Les récentes décisions de politique étrangère du président Donald Trump concernant le Venezuela et le Groenland ont suscité des comparaisons avec la diplomatie du « gros bâton » du président Theodore Roosevelt, soulevant des questions sur les précédents historiques qui guident les actions actuelles des États-Unis. Trump, lors d'une conférence de presse au début du mois, a déclaré que les troupes américaines avaient capturé le président vénézuélien Nicolás Maduro parce que ses actions constituaient une « violation flagrante des principes fondamentaux de la politique étrangère américaine remontant à plus de deux siècles, à la doctrine Monroe ».
La doctrine Monroe, énoncée en 1823 par le président James Monroe, mettait en garde les puissances européennes contre toute nouvelle colonisation ou intervention dans les Amériques. Roosevelt, des décennies plus tard, a développé ce concept avec son approche « parlez doucement et portez un gros bâton », soulignant la diplomatie soutenue par l'utilisation potentielle de la force militaire. Cette philosophie, souvent appelée diplomatie du « gros bâton », privilégiait la négociation tout en maintenant une menace crédible d'intervention pour protéger les intérêts américains.
Les déclarations de Trump suggèrent une conviction que son administration opère dans un cadre similaire, bien qu'il affirme qu'il a « remplacé » la doctrine Monroe originale. « Ils l'appellent maintenant la "doctrine Donroe" », a-t-il déclaré, sans préciser les différences spécifiques.
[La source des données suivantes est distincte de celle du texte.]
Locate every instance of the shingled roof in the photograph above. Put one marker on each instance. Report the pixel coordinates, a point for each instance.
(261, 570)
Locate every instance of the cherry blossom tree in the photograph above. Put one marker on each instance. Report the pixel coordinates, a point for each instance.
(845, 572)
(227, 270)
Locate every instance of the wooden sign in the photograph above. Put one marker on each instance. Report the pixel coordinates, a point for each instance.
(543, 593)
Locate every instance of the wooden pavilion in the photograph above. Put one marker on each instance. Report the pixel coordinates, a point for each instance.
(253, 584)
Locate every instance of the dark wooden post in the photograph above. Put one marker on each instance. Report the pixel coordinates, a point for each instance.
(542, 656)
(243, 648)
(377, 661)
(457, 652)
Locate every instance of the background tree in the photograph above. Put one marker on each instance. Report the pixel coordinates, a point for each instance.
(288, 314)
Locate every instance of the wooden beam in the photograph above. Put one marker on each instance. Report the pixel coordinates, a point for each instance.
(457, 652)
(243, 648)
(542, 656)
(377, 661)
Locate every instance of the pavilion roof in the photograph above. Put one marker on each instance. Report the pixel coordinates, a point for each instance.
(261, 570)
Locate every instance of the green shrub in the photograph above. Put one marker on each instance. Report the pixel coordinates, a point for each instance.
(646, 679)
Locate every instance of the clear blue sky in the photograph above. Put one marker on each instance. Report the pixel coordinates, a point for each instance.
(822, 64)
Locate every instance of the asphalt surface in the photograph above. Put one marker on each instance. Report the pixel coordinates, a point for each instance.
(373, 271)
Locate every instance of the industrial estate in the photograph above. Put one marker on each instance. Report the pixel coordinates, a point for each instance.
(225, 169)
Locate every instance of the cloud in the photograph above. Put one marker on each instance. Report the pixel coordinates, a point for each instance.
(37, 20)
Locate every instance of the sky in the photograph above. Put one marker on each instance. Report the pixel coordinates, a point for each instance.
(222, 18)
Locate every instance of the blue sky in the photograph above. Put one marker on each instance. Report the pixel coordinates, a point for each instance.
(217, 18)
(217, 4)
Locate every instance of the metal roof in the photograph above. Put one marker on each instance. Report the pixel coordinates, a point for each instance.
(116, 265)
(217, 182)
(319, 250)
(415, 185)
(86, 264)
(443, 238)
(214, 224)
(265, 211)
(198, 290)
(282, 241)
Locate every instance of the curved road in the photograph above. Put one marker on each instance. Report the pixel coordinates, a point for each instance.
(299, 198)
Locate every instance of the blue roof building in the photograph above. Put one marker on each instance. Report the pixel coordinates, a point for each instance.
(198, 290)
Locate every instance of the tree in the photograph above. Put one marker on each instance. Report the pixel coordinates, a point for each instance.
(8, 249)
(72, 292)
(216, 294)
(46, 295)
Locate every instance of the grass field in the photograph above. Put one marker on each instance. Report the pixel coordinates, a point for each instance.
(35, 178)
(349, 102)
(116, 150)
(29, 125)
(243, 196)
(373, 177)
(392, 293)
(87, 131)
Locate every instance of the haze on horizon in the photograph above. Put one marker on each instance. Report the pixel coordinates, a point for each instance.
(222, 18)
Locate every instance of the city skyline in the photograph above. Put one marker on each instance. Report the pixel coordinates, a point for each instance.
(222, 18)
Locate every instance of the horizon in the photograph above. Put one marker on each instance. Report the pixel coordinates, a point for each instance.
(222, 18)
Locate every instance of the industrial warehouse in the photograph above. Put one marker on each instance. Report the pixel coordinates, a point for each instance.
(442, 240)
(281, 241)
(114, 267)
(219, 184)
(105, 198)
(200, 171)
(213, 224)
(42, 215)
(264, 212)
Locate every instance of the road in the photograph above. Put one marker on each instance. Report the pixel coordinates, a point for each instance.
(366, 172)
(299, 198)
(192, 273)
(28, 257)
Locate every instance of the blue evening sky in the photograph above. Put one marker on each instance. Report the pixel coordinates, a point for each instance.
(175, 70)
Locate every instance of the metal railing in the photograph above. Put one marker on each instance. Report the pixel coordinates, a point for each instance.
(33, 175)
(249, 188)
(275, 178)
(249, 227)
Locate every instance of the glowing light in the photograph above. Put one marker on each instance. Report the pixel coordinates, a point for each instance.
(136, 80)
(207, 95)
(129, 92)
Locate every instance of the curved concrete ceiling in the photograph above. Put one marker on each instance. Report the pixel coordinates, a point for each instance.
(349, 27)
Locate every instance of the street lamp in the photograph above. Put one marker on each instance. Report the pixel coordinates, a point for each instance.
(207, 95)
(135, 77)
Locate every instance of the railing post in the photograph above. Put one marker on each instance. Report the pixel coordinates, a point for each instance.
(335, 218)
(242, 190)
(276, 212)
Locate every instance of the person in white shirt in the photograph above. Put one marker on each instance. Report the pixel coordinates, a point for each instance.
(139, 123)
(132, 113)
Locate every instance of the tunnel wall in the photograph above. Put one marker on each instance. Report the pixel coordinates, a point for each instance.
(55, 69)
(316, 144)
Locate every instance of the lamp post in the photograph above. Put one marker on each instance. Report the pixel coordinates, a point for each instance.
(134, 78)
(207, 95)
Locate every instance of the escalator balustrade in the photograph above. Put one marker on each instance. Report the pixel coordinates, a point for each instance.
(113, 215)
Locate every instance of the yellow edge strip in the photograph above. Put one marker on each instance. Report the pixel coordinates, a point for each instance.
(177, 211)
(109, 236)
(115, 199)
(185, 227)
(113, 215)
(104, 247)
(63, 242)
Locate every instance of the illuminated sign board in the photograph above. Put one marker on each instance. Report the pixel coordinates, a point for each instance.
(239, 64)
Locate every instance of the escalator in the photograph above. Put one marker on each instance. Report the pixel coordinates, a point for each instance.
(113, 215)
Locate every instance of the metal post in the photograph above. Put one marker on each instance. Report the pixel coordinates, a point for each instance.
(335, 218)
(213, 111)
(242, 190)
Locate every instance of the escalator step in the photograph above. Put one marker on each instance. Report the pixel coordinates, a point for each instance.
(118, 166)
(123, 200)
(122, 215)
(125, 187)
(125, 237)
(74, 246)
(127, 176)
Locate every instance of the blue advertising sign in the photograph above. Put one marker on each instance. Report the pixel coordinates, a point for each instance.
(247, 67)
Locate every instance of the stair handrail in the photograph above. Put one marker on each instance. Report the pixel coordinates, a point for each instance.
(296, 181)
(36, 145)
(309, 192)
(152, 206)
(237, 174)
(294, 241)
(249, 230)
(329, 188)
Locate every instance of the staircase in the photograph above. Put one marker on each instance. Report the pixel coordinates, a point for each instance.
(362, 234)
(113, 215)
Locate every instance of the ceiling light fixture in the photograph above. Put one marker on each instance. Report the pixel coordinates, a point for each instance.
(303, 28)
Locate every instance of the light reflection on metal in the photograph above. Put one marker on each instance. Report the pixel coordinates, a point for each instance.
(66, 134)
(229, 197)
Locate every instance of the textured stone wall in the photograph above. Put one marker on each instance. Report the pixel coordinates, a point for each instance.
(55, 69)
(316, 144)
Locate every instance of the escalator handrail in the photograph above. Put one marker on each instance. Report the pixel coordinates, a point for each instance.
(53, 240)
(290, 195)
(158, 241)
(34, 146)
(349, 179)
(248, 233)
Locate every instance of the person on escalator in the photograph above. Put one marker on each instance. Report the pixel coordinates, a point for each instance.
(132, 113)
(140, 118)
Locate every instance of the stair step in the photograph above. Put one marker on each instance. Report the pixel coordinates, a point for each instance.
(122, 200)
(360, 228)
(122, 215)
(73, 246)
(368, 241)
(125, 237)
Les critiques soutiennent que les actions de Trump, en particulier l'intérêt rapporté pour l'acquisition du Groenland et l'intervention au Venezuela, représentent une approche plus agressive et unilatérale que celle de Roosevelt. Ils affirment que, si Roosevelt mettait l'accent sur la diplomatie comme principal outil, Trump semble plus disposé à recourir aux menaces et aux démonstrations de force.
La situation au Venezuela reste tendue après la capture de Maduro, avec une incertitude quant à la future direction du pays. Le gouvernement américain n'a pas publié de détails concernant le lieu où se trouve Maduro ni d'éventuelles procédures judiciaires. Le gouvernement danois, qui contrôle le Groenland, a publiquement rejeté toute suggestion de vendre l'île aux États-Unis.